Saúde

O que é perfuração intestinal, problema que levou Bonnie Tyler à internação

A cantora britânica Bonnie Tyler morreu nesta quarta-feira (8), aos 75 anos, depois de ficar internada para tratar uma perfuração no intestino. Ela havia sido levada ao hospital, em Portugal, cerca de dois meses atrás para uma cirurgia de emergência. Chegou a ser submetida a coma induzido, acordou em junho, mas permaneceu em tratamento intensivo, em estado grave, até a morte.

Segundo Henrique Dametto, cirurgião do aparelho digestivo do Einstein Hospital Israelita, a apendicite é uma das causas mais comuns desse tipo de quadro. A doença ocorre quando há inflamação e infecção do apêndice, uma pequena estrutura ligada ao início do intestino grosso.

Em geral, a apendicite começa após a obstrução da entrada do apêndice, muitas vezes por um fecalito, nome dado a um pequeno acúmulo de fezes endurecidas. Sem tratamento, a inflamação pode progredir, causar sofrimento do tecido e levar à perfuração.

“Não é que a apendicite leve a uma perfuração intestinal. O apêndice é um pedaço do intestino e, se ele perfura, isso já é uma perfuração intestinal”, afirma Dametto.

Quando há ruptura, bactérias e conteúdo intestinal podem atingir a cavidade abdominal, provocando inicialmente uma infecção local. Em situações mais graves, a resposta inflamatória pode se disseminar pelo organismo e causar queda de pressão, choque, insuficiência renal, cardíaca ou de outros órgãos, e eventualmente o óbito.

A maior parte dos casos de apendicite, porém, é tratada antes de chegar a esse estágio.

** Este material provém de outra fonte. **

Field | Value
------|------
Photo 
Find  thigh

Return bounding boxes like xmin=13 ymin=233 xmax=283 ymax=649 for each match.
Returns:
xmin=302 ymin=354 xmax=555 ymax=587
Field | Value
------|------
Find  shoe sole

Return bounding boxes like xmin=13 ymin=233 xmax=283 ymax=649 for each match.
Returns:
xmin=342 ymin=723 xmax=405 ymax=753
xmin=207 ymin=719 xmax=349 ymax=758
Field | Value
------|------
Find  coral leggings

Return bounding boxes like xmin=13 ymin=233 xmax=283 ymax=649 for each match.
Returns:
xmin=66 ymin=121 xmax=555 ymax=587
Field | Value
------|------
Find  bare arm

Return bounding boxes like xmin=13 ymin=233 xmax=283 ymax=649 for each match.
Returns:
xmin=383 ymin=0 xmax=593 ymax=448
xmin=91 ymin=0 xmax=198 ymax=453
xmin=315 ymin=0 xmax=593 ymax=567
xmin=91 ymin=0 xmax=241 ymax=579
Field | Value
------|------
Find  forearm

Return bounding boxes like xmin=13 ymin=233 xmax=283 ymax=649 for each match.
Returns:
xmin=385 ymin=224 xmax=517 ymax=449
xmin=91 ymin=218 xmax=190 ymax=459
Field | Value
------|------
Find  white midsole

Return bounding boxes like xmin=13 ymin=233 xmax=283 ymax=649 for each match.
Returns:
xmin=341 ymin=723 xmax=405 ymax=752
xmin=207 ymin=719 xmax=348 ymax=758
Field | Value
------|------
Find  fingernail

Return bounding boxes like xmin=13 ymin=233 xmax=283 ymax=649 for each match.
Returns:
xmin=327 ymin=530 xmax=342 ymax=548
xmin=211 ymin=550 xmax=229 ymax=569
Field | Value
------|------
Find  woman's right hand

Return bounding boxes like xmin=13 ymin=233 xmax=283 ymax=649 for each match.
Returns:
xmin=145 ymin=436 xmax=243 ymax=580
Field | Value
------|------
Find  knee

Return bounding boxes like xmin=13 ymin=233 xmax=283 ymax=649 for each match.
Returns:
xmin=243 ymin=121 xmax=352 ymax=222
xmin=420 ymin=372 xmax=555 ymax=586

A cirurgia para retirada do apêndice costuma ser indicada assim que o diagnóstico é confirmado e, nos quadros sem perfuração, a internação geralmente é curta.

Os principais sinais de alerta de apendicite são dor abdominal forte e progressiva, que pode começar de forma difusa e depois se concentrar na parte inferior direita da barriga, além de febre, falta de apetite, náuseas e vômitos. “Se a dor for progressiva, associada a mal-estar e febre, o ideal é procurar atendimento em até 12 horas, no máximo 24 horas”, diz o médico.

A retirada do apêndice é indicada principalmente quando há suspeita ou confirmação de apendicite. A remoção preventiva do órgão, apesar de o apêndice não ser considerado essencial para a sobrevivência, não é recomendada de rotina. Embora seja uma cirurgia geralmente segura e de baixa complexidade, o procedimento envolve riscos e deve ser realizado quando há indicação clínica.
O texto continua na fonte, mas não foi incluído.